I wrote that day about McGwire being on the edge of something special. His once-skinny body was fulfilling the promise his broad shoulders had long ago made. Baseball was about to witness something it hadn’t seen before.
Fast forward eight years – a trip with my wife to San Francisco, where we saw McGwire in our hotel lobby. He was bigger then, of course, with arms as thick as my thighs, and like many, we wondered if that bulk might be less than naturally acquired. But when McGwire hit a long home run that night, we dodged those thoughts and roared from the stands.
This week, Hall of Fame ballots went out to more than 600 voting members of the Baseball Writers’ Association of America. On the ballot for the first time are Roger Clemens, Barry Bonds and Sammy Sosa, the biggest stars of their era, each suspected of using performance enhancing drugs. They join McGwire, who has been eligible for the Hall since 2006.
McGwire has made it easy for voters. He admitted in 2010 to using steroids during his career, including when he slugged a then-record 70 homers in 1998. Bonds, Clemens and, to a slightly lesser degree, Sosa, bring strong suspicion of drug use, but not quite certainty. That makes this year’s Hall of Fame election perhaps the first true referendum on baseball’s messy steroids era.

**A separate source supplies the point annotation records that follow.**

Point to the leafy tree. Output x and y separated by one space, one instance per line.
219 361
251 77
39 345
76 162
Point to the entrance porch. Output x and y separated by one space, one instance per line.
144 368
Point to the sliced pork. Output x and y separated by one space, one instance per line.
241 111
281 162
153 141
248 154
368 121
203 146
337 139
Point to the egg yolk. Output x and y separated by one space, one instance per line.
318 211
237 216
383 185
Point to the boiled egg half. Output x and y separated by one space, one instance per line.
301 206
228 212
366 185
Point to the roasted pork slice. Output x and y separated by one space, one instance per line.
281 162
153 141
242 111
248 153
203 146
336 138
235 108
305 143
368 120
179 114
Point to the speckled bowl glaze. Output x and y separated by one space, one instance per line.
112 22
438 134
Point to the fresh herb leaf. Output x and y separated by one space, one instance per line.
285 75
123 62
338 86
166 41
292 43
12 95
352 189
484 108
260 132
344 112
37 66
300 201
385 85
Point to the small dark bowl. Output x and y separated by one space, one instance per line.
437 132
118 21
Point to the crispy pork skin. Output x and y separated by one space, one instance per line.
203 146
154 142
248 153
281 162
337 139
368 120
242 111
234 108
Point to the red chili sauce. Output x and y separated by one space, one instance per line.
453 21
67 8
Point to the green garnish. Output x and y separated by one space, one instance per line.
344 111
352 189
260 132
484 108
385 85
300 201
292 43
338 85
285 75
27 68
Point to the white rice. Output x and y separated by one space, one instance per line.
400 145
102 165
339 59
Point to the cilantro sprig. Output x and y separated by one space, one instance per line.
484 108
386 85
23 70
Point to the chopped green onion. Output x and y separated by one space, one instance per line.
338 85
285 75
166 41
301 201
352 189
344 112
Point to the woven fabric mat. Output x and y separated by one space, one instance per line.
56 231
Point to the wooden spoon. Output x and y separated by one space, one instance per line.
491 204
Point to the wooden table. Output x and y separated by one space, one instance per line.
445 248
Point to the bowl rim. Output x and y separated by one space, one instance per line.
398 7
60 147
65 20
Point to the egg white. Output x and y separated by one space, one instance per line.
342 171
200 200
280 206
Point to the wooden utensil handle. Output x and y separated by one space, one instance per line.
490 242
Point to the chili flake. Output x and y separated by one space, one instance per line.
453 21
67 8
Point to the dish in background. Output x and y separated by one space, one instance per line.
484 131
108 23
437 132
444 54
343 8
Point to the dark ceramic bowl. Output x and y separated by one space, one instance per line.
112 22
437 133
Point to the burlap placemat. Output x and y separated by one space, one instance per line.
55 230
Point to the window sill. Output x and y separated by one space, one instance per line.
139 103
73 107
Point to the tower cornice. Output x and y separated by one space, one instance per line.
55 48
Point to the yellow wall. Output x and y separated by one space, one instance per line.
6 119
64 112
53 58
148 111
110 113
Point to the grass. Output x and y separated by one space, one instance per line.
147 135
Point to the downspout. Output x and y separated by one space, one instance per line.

So what do some in baseball want to do about that?
There’s a growing sentiment among baseball writers and observers that Clemens, Bonds, Sosa and eventually McGwire could and should make it into the Hall. The reasoning? Steroids and PEDs were so widespread in the 1980s, 1990s and early last decade that Hall voters should only elect candidates based on strong comparative performance vs. their peers (who probably also were using.)
Also, because we don’t know for sure who was tainted and who wasn’t, it’s fairer to just exclude the subjectivity of suspicion.
Problem is, a Hall of Fame election is an exercise in subjectivity. It’s a collective vote of baseball observers with varying levels of time spent observing baseball, and each with his own formula of statistics and non-statistics that determine the greatness of a baseball player. Suddenly we need court opinion on a ballplayer’s steroid use before we disqualify him?
Here’s what the Hall says: “Voting shall be based upon the player’s record, playing ability, integrity, sportsmanship, character, and contributions to the team(s) on which the player played.” Surely, the strong possibility of cheating fits somewhere in that subjective jumble of criteria.
Does that mean that non-users might get unfairly penalized? It may already be happening to Jeff Bagwell, the Houston Astro who is on the Hall of Fame ballot for the third time but is dogged by suspicion based on little more than his having big muscles during the PED era.
It’s unfair. It’s messy. But consequences aren’t always fair, and they are rarely tidy. Instead of facing them, however, we’ve become as adept at avoidance as we were at ignoring the problems in the first place. We rue the financial irresponsibility that plunged us into a recession, yet chafe at rules that might protect us from the same behavior again. We clamor about the growing debt Washington has allowed to threaten our country, yet howl when the prescription involves pain for people or programs we favor.
Baseball – and that includes its players and fans – decided long ago that it preferred to look up at towering home runs than at the reasons why they were coming so frequently. Now our bill has arrived – the best players of a generation are locked out the building that recognizes them. It’s messy. It’s unfair to some. It’s difficult for the sport we love. And we deserve it.